TEXAS VIEW: UTSA’s fostering education success program is a state model

More than 80% of 17- and 18-year-olds in foster care say they want to attend college, but only 20% enroll and only a fraction of those earn a bachelor’s degree, according to the Texas Higher Education Coordinating Board.

Would-be college students who grow up in Texas’ foster care system often slip through the cracks.

But this editorial is about how that is not happening in San Antonio. This editorial is about not just beating the odds but improving them by getting young people to and through college via the Bexar County Fostering Educational Success program, which began as a pilot in 2019.

Program leaders aim to increase the college retention and graduation of children who spent time in foster care; ensure that foster children understand college is expected and achievable; and make the program so successful, it’s replicated throughout Texas.

The University of Texas at San Antonio is leading the program, but it’s not doing it alone. UTSA is joined by the Bexar County Children’s Court, Texas A&M University-San Antonio, the Alamo Colleges District and Child Advocates San Antonio, among a long list of other agencies, organizations and nonprofits.

The program has led to these higher education institutions waiving about $14 million in tuition and fees. And the retention of students in the program, such as 21-year-old UTSA senior Gabriella Bocanegra, now mirrors the general retention rate.

This success takes a monumental commitment from a multitude of diverse leaders.

Peggy Eighmy, first lady of the University of Texas at San Antonio, is credited with pushing for the program, but she cites 32-year-old Krizia Franklin’s simple but profound statement in 2019 for garnering support from lawmakers in Austin to fund a small pilot program: “It shouldn’t have been so hard for me to age out of foster care and graduate from college.”

Bexar County Associate Judge Charles Montemayor presides over the Children’s Court College Bound Docket. Often sporting a college sweatshirt, he sits with foster care children to discuss their goals and how he can help with college applications and deadlines, housing and more, as a parent might. Nearly 75% of the 1,051 students who have participated in the program were enrolled at state public colleges and universities.

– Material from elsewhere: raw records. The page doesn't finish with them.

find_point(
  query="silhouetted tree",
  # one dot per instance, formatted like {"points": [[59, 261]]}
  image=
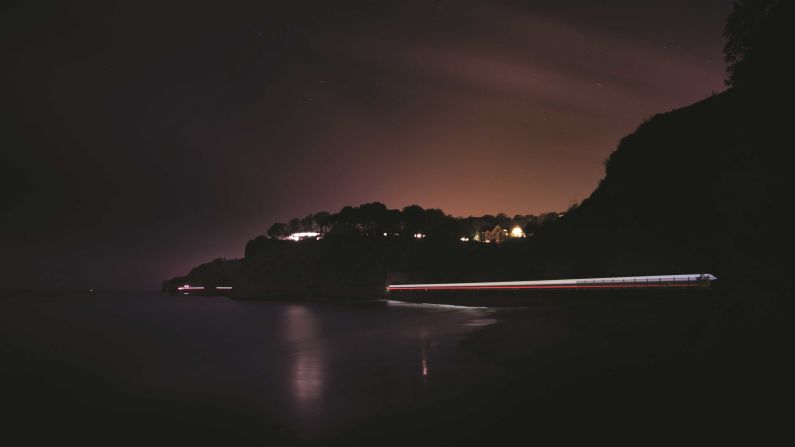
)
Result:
{"points": [[758, 35], [277, 230]]}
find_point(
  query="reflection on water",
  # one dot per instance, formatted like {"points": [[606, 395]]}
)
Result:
{"points": [[312, 368], [308, 366]]}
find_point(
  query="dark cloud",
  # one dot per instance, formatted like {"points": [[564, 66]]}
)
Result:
{"points": [[143, 138]]}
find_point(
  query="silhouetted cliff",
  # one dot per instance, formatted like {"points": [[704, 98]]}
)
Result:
{"points": [[699, 189]]}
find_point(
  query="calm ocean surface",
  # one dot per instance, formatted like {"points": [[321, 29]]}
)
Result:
{"points": [[133, 361]]}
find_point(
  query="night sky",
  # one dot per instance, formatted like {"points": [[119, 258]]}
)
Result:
{"points": [[140, 139]]}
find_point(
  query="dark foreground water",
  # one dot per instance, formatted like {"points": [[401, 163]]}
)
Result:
{"points": [[181, 366], [149, 369]]}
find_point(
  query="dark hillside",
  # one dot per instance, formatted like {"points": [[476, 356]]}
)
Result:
{"points": [[697, 189]]}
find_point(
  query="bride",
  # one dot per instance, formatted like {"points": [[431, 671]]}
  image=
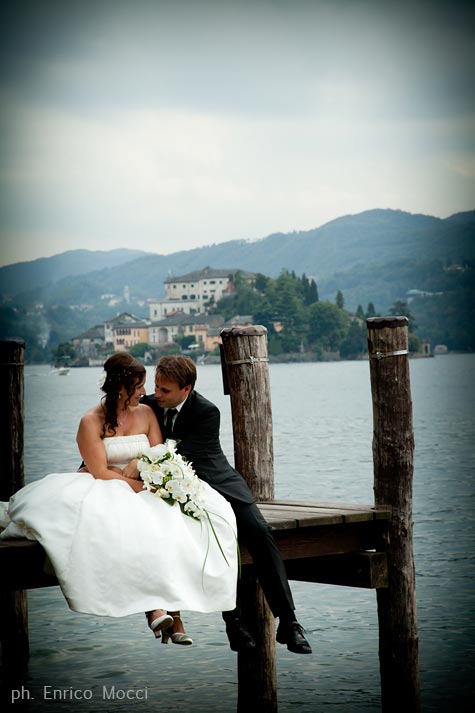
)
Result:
{"points": [[116, 548]]}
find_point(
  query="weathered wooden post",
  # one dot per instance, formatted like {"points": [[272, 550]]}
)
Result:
{"points": [[246, 367], [393, 450], [13, 604]]}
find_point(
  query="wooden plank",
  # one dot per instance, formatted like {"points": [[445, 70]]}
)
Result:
{"points": [[340, 508], [361, 569]]}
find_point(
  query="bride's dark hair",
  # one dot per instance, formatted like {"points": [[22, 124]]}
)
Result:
{"points": [[121, 370]]}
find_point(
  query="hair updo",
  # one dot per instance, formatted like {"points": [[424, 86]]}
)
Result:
{"points": [[121, 370]]}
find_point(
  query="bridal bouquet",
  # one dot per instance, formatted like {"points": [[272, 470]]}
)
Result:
{"points": [[169, 476]]}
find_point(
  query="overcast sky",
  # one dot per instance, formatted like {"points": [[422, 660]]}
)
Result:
{"points": [[171, 125]]}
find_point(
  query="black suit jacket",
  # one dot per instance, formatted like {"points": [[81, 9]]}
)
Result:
{"points": [[197, 430]]}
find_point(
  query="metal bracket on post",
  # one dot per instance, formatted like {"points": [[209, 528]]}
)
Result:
{"points": [[382, 355], [249, 360]]}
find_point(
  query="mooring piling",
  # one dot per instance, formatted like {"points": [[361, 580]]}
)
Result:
{"points": [[393, 457]]}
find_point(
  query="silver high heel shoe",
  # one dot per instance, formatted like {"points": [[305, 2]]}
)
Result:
{"points": [[160, 624], [177, 638]]}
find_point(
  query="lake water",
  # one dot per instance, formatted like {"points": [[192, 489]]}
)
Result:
{"points": [[322, 445]]}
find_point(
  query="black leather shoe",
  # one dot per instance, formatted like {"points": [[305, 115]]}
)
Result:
{"points": [[239, 638], [291, 633]]}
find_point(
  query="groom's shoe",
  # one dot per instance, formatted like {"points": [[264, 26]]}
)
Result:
{"points": [[239, 638], [291, 633]]}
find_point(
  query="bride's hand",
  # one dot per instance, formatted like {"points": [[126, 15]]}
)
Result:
{"points": [[131, 471]]}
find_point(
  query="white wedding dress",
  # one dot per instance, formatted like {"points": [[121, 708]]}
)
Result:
{"points": [[116, 552]]}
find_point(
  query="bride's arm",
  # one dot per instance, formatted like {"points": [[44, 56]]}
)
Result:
{"points": [[93, 452], [154, 434]]}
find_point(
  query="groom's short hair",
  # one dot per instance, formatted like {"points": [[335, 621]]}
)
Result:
{"points": [[177, 368]]}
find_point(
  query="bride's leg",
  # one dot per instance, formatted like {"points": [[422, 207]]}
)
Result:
{"points": [[158, 620], [177, 631]]}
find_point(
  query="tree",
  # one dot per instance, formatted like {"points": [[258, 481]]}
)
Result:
{"points": [[355, 344], [328, 324]]}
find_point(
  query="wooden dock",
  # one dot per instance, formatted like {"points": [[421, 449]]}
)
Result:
{"points": [[320, 542], [352, 545]]}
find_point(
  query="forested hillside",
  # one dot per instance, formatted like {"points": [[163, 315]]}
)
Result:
{"points": [[378, 257]]}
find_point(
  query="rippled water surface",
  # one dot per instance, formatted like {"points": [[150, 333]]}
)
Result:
{"points": [[322, 445]]}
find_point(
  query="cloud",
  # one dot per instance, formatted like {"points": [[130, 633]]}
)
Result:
{"points": [[173, 125]]}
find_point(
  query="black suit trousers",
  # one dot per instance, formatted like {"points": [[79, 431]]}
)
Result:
{"points": [[254, 532]]}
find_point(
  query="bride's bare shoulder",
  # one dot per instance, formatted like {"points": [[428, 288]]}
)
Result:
{"points": [[92, 418]]}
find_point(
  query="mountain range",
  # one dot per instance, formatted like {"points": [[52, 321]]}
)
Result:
{"points": [[376, 256]]}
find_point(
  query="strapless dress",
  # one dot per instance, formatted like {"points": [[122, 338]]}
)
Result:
{"points": [[116, 552]]}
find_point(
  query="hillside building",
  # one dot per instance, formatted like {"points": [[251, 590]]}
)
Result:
{"points": [[192, 293], [124, 331]]}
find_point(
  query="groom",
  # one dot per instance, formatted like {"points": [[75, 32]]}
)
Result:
{"points": [[192, 420]]}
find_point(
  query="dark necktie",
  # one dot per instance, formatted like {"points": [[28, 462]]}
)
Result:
{"points": [[169, 416]]}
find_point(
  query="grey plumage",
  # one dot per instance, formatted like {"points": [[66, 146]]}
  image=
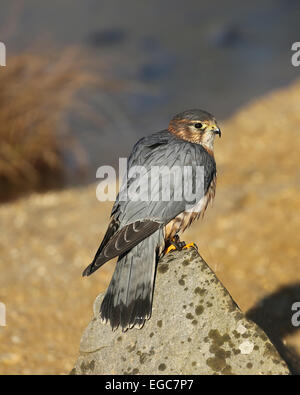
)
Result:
{"points": [[136, 230]]}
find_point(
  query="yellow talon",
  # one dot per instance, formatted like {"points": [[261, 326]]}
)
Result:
{"points": [[170, 248], [190, 245]]}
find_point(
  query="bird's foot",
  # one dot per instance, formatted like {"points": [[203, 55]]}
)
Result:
{"points": [[175, 244]]}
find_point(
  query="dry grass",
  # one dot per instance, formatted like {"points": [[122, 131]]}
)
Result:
{"points": [[36, 92]]}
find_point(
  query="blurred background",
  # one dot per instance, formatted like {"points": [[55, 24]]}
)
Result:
{"points": [[83, 81]]}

The effort is a prime example of genuine, bipartisan collaboration that is focused on solving an issue in a way that changes lives. The program’s impact on improving college enrollment, retention and graduation rates for students with lived experience in foster care is becoming a blueprint for the state.

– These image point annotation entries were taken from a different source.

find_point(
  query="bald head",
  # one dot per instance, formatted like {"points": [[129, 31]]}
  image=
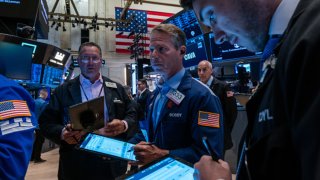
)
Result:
{"points": [[204, 71]]}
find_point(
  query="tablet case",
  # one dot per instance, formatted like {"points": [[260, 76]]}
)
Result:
{"points": [[87, 116]]}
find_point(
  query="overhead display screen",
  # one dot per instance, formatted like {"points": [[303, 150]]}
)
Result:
{"points": [[227, 51]]}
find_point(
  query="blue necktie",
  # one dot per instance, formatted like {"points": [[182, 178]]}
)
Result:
{"points": [[158, 105]]}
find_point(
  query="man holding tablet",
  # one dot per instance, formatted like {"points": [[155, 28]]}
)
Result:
{"points": [[181, 110], [119, 116]]}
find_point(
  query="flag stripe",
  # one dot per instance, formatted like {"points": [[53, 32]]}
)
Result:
{"points": [[209, 119], [146, 19], [13, 108]]}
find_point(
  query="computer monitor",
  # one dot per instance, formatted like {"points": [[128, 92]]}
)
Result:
{"points": [[196, 51], [52, 76], [187, 21], [16, 61], [226, 52]]}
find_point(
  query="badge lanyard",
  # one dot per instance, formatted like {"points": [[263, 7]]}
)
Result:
{"points": [[86, 94]]}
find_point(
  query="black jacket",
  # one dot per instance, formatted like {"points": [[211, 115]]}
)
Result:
{"points": [[74, 164], [283, 137], [229, 107]]}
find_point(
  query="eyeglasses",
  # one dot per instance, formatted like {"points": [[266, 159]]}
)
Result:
{"points": [[85, 59]]}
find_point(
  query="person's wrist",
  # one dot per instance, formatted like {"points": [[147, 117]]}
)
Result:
{"points": [[125, 125]]}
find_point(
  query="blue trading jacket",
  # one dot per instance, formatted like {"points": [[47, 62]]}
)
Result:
{"points": [[16, 133], [178, 130]]}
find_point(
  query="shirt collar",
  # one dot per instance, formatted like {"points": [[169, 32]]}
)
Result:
{"points": [[210, 80], [175, 80], [85, 81], [143, 90], [282, 15]]}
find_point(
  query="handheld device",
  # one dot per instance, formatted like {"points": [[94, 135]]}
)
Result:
{"points": [[168, 167], [107, 146]]}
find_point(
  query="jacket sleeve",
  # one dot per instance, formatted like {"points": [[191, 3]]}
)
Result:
{"points": [[205, 103], [130, 115], [51, 120]]}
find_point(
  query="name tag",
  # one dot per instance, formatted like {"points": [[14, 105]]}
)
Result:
{"points": [[175, 115], [145, 134], [175, 96], [111, 84]]}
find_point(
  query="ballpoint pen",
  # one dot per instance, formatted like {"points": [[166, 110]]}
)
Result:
{"points": [[148, 143]]}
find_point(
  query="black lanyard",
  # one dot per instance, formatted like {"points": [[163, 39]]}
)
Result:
{"points": [[86, 94]]}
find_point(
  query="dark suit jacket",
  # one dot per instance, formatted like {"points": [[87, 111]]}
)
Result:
{"points": [[283, 137], [229, 106], [142, 101], [74, 164]]}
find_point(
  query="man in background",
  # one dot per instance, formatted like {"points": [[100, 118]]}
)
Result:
{"points": [[40, 104], [181, 110], [120, 116], [17, 124], [228, 101]]}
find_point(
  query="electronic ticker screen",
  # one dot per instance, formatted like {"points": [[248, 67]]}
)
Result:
{"points": [[196, 51], [226, 51], [22, 9], [187, 21]]}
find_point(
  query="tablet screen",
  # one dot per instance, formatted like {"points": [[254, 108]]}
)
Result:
{"points": [[108, 146], [168, 168]]}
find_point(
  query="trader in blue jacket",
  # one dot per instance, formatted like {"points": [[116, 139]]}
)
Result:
{"points": [[17, 124], [181, 110]]}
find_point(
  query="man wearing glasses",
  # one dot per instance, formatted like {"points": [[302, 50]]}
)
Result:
{"points": [[54, 121]]}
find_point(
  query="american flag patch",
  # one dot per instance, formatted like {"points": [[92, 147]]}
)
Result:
{"points": [[209, 119], [13, 108]]}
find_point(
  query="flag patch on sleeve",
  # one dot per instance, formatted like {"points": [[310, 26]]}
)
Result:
{"points": [[13, 108], [209, 119]]}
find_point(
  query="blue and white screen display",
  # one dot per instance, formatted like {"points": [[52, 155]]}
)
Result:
{"points": [[168, 168], [52, 77], [108, 146]]}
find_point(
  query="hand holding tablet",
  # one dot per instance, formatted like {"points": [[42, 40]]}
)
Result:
{"points": [[107, 146]]}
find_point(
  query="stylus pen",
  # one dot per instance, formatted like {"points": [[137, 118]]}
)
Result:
{"points": [[149, 143], [212, 153]]}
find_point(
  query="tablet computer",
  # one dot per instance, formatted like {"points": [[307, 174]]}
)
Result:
{"points": [[168, 167], [87, 116], [107, 146]]}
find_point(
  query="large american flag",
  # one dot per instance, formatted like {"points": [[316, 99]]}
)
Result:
{"points": [[146, 19], [209, 119], [13, 108]]}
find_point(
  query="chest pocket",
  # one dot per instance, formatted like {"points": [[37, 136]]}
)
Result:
{"points": [[260, 114], [119, 108]]}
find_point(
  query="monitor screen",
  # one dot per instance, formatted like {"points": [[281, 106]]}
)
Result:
{"points": [[196, 51], [58, 57], [22, 9], [187, 21], [246, 66], [52, 77], [36, 73], [15, 61], [227, 52], [166, 168], [38, 49]]}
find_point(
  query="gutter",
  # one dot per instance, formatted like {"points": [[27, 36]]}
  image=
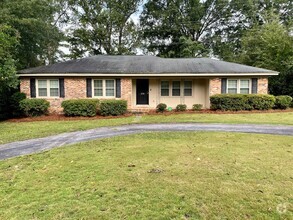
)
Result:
{"points": [[146, 74]]}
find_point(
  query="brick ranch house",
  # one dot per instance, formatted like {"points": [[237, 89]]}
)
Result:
{"points": [[144, 81]]}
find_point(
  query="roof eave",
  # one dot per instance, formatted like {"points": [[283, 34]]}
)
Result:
{"points": [[147, 74]]}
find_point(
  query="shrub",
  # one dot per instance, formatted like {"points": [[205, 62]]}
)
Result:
{"points": [[229, 102], [197, 107], [14, 103], [283, 102], [181, 108], [161, 107], [238, 102], [80, 107], [262, 102], [34, 107], [113, 107]]}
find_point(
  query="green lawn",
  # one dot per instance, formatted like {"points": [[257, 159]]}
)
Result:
{"points": [[183, 175], [11, 131]]}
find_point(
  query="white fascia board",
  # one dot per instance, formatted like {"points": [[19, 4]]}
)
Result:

“Everybody in this room believes with every core fiber in their heart and soul that an education is one of the most important differentiators and the trajectory of an individual’s life and the generations that come from that education,” UTSA President Taylor Eighmy said during a celebratory panel event Friday, Nov. 3. “It’s the greatest equalizer.”

Eighmy also called the program a “marvelous, grand experiment in ensuring student success.”

The program began as a pilot project funded by a $3.5 million appropriation from the 2019 Texas Legislature. It wouldn’t have happened without the sponsorship of state Sens. Pete Flores and José Menéndez, and state Rep. Trey Martinez Fischer.

The program has grown with additional funding from the city, state and federal governments, as well as private donors.

Fischer reminded those in attendance at the Friday, Nov. 3, event that the program’s level of collaboration and outcome “rarely happens in Austin.”

And while this is true, it also conjures visions of what could be in Texas. Imagine what could be accomplished in Texas if efforts were focused on solutions and outcomes, not points of division.

We applaud UTSA and every supporter of this program. Of the 51,000 children in this state’s foster care system, nearly 5,000 reside in Bexar County. Each one deserves a fair opportunity to thrive in college and pursue a meaningful career.

Our entire state will benefit from such outcomes. But, most important, helping those who grew up in our foster system has the potential for generational change.